10 x 5 Wind Tunnel

10 x 5 Wind Tunnel - Photo Credit: Dave Guttridge

The wind tunnel is capable of laser-based experiments. Photo: Thomas Angus

Fans

The 10 x 5 Fans

City scape

City-scape

Monitoring

Monitoring

The team

The team

The 10x5 wind tunnel is one of a series of wind tunnels available in the Department. Wind tunnels within the Deparmtent cover speeds from a few metres per second to Mach 9. There are 5 general purpose low-speed tunnels with working sections from 0.4 to 16 square metres.

The refurbished 10x5 Wind Tunnel is a highly reconfigurable temperature-controlled facility with two test sections offering a wide range of features covering just about any study involving airflow. It provides an excellent facility for aerodynamic development and safety evaluation studies of everything from road and race cars to aircraft, buildings and structures.

This tunnel has two large test sections and the lower section is fitted with a moving floor. The lower test section is a full 20m long (one of the longest test sections in Europe) and a 3m x 1.5m cross-sectional area. It is equipped with a rolling road, traverse and full boundary layer control. The upper test section is in effect a large wind testing arena 18m in length and a massive 5.7m x 2.8m cross-sectional area. Both test sections are outfitted with an intelligent fully computerised control system and tunnel local area network for the distribution of data.
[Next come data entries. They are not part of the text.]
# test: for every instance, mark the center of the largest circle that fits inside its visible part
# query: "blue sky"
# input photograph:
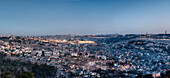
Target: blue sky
(79, 17)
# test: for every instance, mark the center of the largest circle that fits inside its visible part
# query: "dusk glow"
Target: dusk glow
(79, 17)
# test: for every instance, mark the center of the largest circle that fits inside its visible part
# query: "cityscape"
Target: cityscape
(94, 56)
(84, 39)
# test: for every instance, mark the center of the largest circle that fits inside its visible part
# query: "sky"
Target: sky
(83, 17)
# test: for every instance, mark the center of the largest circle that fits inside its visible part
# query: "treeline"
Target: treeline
(18, 68)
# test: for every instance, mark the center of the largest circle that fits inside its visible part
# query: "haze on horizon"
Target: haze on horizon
(50, 17)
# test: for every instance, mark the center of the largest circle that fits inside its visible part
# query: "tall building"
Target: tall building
(166, 32)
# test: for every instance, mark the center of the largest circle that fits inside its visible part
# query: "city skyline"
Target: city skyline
(83, 17)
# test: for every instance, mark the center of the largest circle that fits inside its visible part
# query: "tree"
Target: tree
(7, 74)
(25, 74)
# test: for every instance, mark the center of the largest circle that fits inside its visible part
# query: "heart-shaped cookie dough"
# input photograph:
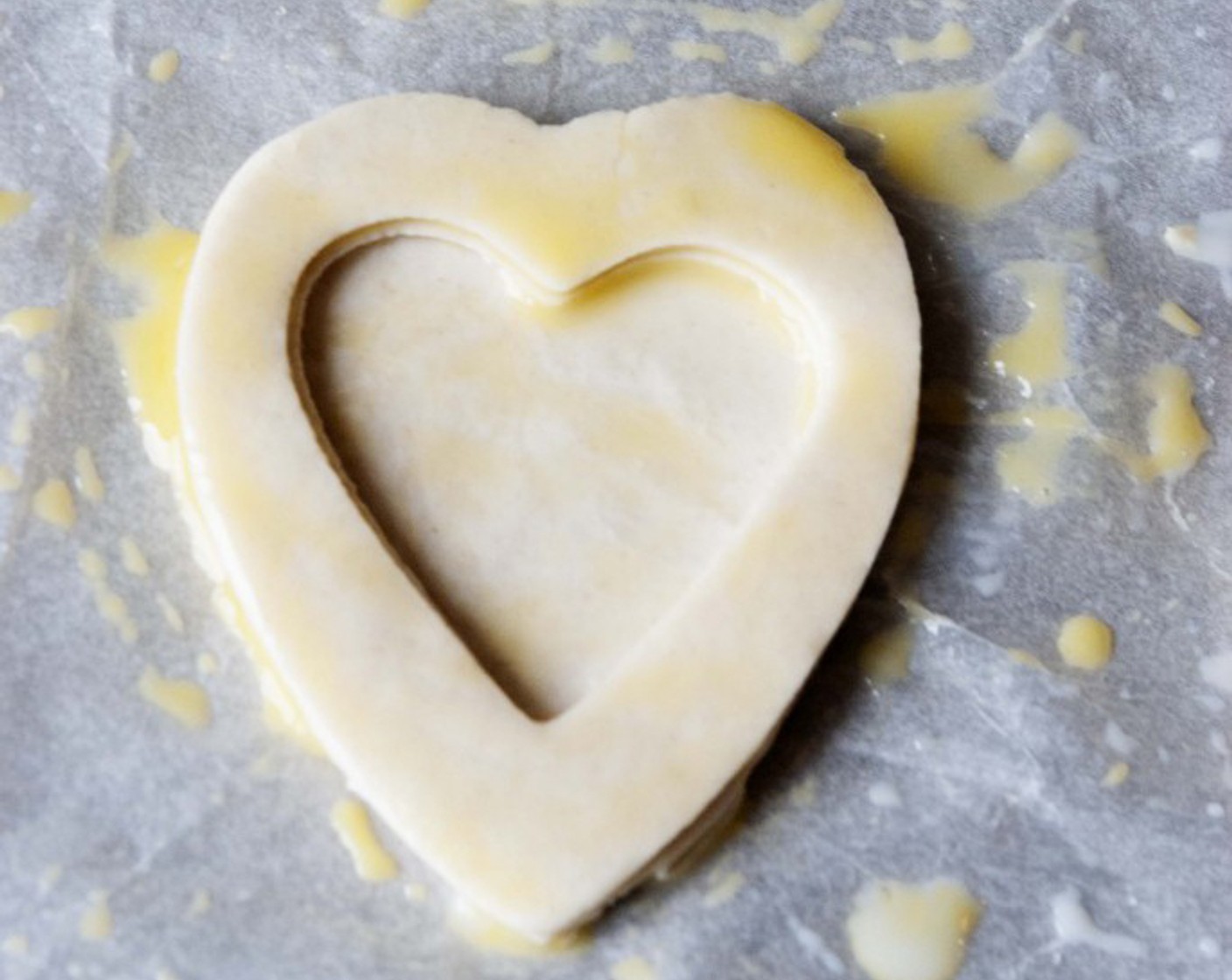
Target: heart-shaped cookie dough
(556, 477)
(541, 820)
Brand new National Instruments hardware and state-of-the-art LabVIEW based data-processing software enable the user to make maximum use of the facility.
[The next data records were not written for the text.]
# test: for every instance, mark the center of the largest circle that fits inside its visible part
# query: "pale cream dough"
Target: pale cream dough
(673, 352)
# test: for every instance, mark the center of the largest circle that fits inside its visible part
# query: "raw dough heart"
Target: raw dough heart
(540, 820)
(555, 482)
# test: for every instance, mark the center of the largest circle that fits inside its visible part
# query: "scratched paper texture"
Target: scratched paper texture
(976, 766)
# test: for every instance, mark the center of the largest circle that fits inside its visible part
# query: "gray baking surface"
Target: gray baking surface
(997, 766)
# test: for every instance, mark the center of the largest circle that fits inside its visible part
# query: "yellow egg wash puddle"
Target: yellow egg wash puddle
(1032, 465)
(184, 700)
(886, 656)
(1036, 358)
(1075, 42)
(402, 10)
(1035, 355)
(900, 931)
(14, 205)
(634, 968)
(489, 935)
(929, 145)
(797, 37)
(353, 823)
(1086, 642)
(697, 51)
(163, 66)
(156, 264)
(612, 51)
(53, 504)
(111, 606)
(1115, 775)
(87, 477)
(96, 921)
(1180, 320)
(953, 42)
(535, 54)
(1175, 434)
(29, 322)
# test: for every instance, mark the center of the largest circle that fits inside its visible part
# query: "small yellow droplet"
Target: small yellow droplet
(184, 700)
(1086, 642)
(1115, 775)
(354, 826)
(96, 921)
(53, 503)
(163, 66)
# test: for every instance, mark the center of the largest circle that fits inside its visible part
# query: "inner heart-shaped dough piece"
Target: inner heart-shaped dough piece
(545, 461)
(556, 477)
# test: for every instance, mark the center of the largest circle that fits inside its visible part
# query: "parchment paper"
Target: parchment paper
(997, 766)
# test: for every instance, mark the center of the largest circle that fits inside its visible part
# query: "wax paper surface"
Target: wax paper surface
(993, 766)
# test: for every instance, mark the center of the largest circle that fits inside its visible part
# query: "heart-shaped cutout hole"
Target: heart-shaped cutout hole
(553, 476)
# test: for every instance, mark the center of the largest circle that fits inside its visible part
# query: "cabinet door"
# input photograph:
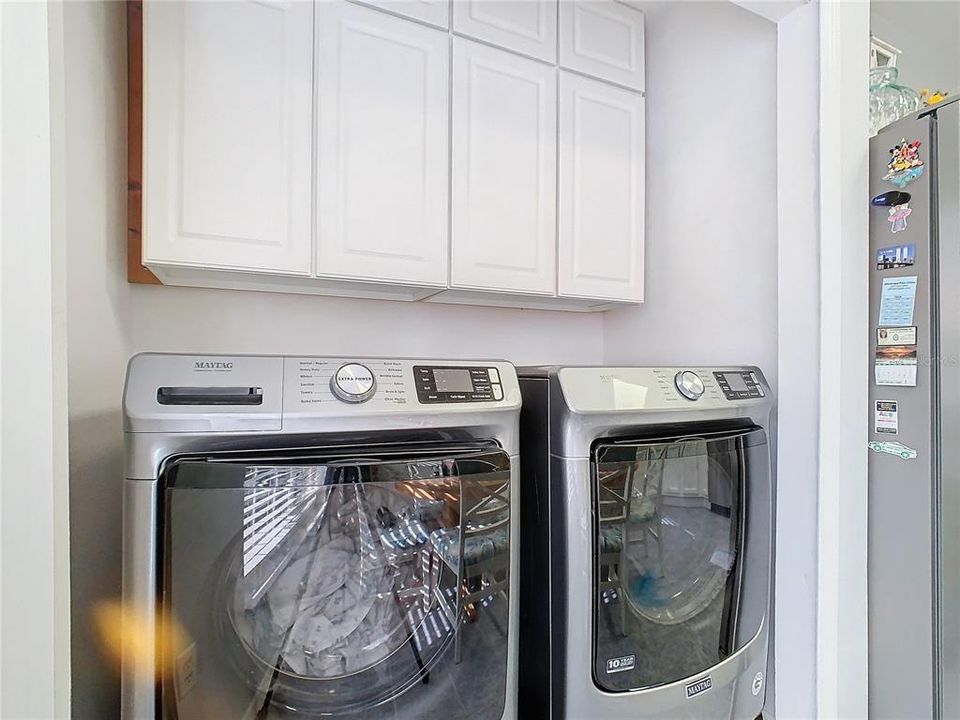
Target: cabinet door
(604, 39)
(432, 12)
(525, 26)
(227, 136)
(601, 190)
(504, 170)
(383, 146)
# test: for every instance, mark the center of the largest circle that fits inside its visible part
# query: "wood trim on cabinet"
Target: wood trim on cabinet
(136, 272)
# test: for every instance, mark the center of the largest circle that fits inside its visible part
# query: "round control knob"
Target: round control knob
(353, 382)
(689, 384)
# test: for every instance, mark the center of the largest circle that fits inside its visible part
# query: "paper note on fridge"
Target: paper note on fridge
(896, 301)
(896, 365)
The lower section continues the tradition of the previous tunnel with very high-quality flow and the facility is complemented by a comprehensive range of instrumentation which enable measurements of force, pressure and flow velocity to be made accurately and efficiently.

As well as offering an all-round aerodynamic testing solution, the lower test section is highly optimized for race car testing. Capable of speeds of up to 40m/s, it has an automated support strut and integral 6-component force balance. This greatly simplifies the testing of road vehicles. The rolling road can be yawed to simulate the effects of crosswind and the tunnel uses a novel high-precision wheel drag cell system supplied by Flow Dynamics. A smaller 4.5 x 4 working section tunnel is also available when large scale testing is not required.
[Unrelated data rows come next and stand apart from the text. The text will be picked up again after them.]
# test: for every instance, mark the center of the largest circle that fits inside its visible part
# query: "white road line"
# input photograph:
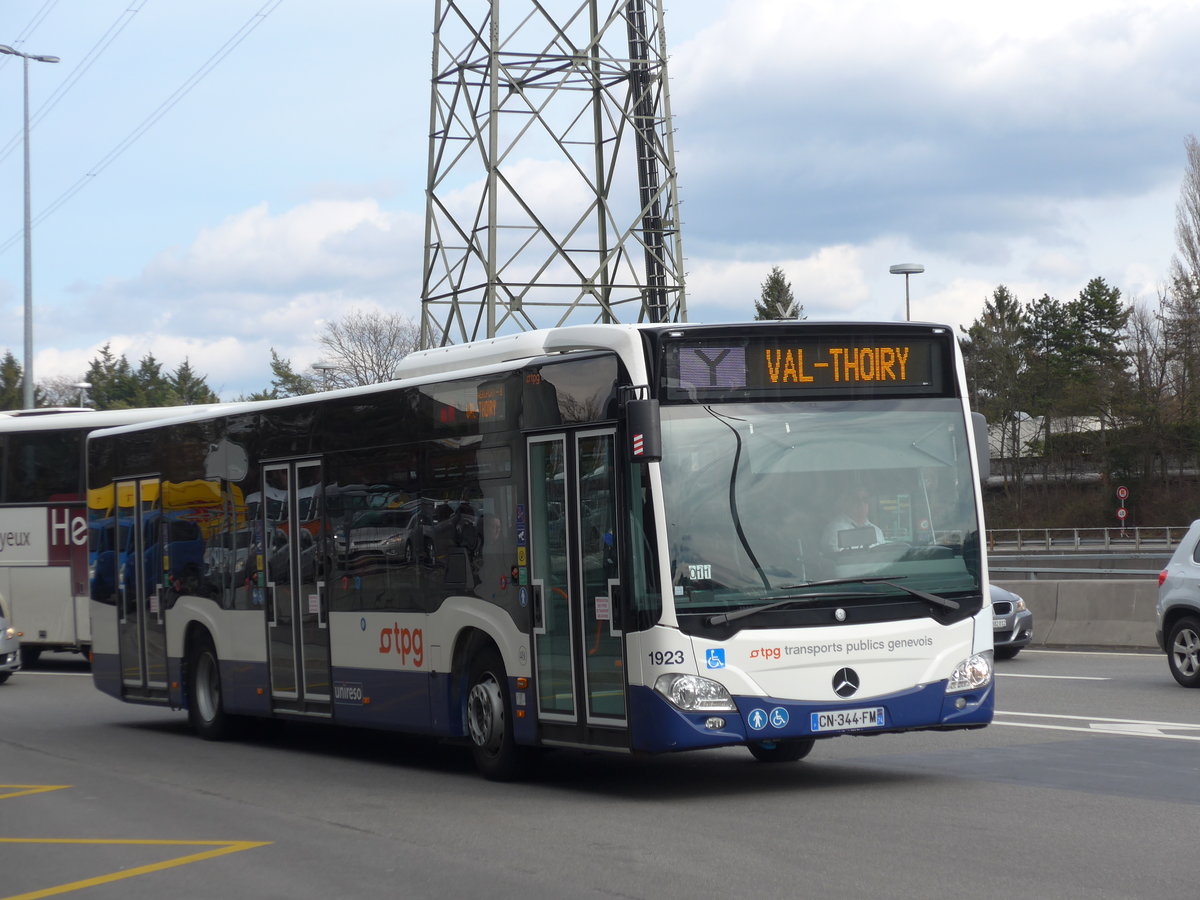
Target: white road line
(1101, 725)
(1101, 731)
(24, 672)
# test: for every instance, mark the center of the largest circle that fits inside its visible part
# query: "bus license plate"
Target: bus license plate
(841, 719)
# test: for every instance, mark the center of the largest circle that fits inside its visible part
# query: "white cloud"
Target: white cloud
(256, 281)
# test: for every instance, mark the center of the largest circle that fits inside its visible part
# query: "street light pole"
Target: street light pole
(906, 269)
(28, 381)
The 10x5 wind tunnel is also fitted with equipment to simulate the atmospheric Boundary Layer for wind engineering of buildings and other structures (1:200 scale and upwards).

Wind shear and turbulence of the atmospheric environment can be simulated in this for studies of pollution and the wind loading of buildings and structures. The tunnel has a sophisticated 3-axis probe traversing mechanism, non-intrusive particle image velocimetry (PIV) equipment and the control and data processing are fully computerised.

This facility is part of the National Wind Tunnel Facility.